The same probabilities would apply to any other planet. The likelihood of stumbling onto rationalism is too low, and the number of trials (planets with intelligent species) is too low to overcome that obstacle.
Sustainability
An even more serious argument concerns the likelihood of any technological society lasting long enough to achieve interstellar travel. Imagine our remote planet with its intelligent species. Assume that this intelligent species somehow develops science and technology. More science and technology causes expansion of population and economic output. Expansion of population and economic output causes more science and technology. And so the wheel turns faster and faster. But this wheel spins out problems as well as benefits. The speed with which an intelligent species can respond to new problems is finite; at some point, the problems will come faster than the species’ ability to adapt.

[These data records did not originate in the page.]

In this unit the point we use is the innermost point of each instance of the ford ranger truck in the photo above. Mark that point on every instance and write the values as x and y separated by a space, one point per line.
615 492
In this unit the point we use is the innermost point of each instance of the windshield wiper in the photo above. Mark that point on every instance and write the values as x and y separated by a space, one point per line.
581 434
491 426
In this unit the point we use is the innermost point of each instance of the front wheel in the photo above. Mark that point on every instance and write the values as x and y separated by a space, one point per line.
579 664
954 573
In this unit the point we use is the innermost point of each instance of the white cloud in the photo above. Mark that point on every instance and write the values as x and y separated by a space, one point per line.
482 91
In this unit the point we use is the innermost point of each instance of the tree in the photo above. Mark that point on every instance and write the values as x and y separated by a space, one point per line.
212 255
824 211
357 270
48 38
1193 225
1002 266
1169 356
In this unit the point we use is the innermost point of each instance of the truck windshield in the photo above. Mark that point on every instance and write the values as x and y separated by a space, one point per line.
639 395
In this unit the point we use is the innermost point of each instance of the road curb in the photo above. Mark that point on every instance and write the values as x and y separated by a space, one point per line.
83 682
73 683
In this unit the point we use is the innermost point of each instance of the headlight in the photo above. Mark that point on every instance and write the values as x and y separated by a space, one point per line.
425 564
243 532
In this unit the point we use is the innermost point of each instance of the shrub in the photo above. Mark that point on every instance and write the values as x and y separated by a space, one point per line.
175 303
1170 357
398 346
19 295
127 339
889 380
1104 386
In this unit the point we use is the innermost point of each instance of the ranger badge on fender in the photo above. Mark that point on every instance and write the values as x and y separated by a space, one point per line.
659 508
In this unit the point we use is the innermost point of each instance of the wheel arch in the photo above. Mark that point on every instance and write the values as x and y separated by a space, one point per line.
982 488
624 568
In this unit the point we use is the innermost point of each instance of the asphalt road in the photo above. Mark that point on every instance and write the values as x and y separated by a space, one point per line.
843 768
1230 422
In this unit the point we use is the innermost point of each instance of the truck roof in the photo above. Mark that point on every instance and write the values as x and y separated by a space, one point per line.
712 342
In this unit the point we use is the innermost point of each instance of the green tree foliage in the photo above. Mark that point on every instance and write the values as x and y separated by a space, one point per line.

Here on earth, our technology is altering the environment to our benefit — for the most part. Until just recently, the negative side effects of our technology were small enough that we could adapt to them, although the crunch is getting tighter. Nuclear weapons challenged our ability to control our warlike impulses. We squeaked through that crunch between technology and wisdom (so far). But then pollution arose as a new challenge — and once again we squeaked through that crunch (although China has not yet caught up with the rest of the developed world in this regard). Now we are facing climate change due to our carbon emissions, and this time our ability to adapt to this new environmental challenge is inadequate. We’ll get around to it, and maybe we’ll squeak past this one, too. But in each case, our response has been less and less adequate to deal with the problem. What if the greenhouse effect were ten times stronger and we faced climate change moving ten times faster? We’d be in deep trouble. What will the next challenge be? Will we be able to cope? At some point, something will hit us faster than we have the intelligence to cope with.
Conclusions
The standard argument in favor of extraterrestrial life is probabilistic: there are so many planets out there that, even if the probability of life arising on one is low, the number of planets is high enough to make the overall probability high. I believe that this argument works right up the rise of complex multicellular life. But the three obstacles that I find to be deal-killers are:
1. The low probability of the right number of mass extinctions: not so high as to wipe out life, but not so low as to permit it to stagnate.
2. The low probability of intelligence developing.
3. The low probability of an intelligent species developing science and technology.
To get past all three obstacles seems to me highly improbable. We earthlings are truly a rare breed.